Price gouging complaints abound during Austin boil water order
Monday’s announcement caused thousands of people to search for bottled water.
Viewers sent in pictures of gas stations with cases of bottled water priced up to $30.
The Texas Attorney General’s Office explained to KXAN’s investigative team in 2017 that stores were calculating the price of a case of water based on what a single bottle of water was selling for in the store.
That means a $1.50 bottle of water would drive the price of a 24-pack case to $36.
That reasoning makes it tough for state investigators to prosecute a business for price gouging, the office told KXAN during our 2017 price gouging investigation.
Of the more than 5,000 price gouging complaints filed with the attorney general in 2017, none of the prosecutions were for cases of bottled water, indicating the attorney general’s office did not find price hikes on cases of bottled water constituted a case of price gouging.

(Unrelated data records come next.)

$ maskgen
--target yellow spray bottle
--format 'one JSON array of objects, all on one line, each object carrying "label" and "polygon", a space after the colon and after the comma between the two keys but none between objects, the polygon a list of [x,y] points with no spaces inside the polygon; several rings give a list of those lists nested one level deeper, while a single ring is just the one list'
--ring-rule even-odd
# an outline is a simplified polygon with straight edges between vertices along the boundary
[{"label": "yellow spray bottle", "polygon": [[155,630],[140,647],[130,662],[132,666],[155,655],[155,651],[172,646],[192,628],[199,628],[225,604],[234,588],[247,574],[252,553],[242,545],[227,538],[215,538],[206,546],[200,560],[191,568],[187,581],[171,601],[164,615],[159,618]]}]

The Texas Attorney General’s Office would not issue an opinion as to whether the bottled water complaints we’re seeing now constitute prosecutable price gouging cases when we contacted the office this week.
The AG’s Office instead asked that people with complaints contact the office’s Consumer Protection Hotline at 1 (800) 621-0508 or to file a complaint online at www.texasattorneygeneral.gov/cpd/file-a-consumer-complaint so those complaints could be investigated.
On Oct. 19, Abbot added another 36 counties to the disaster declaration: Bandera, Baylor, Blanco, Brown, Callahan, Cameron, Coleman, Comanche, Eastland, Edwards, Erath, Gillespie, Hamilton, Haskell, Hidalgo, Jones, Kendall, Kinney, Lampasas, Liberty, Madison, Mills, Nolan, Palo Pinto, Parker, San Jacinto, San Saba, Shackelford, Somervell, Stephens, Taylor, Throckmorton, Uvalde, Walker, Willacy, and Zavala.
Anyone with a complaint of suspected price gouging in any of these 53 counties on or after the dates listed above can file a complaint with the Texas Attorney General’s Office.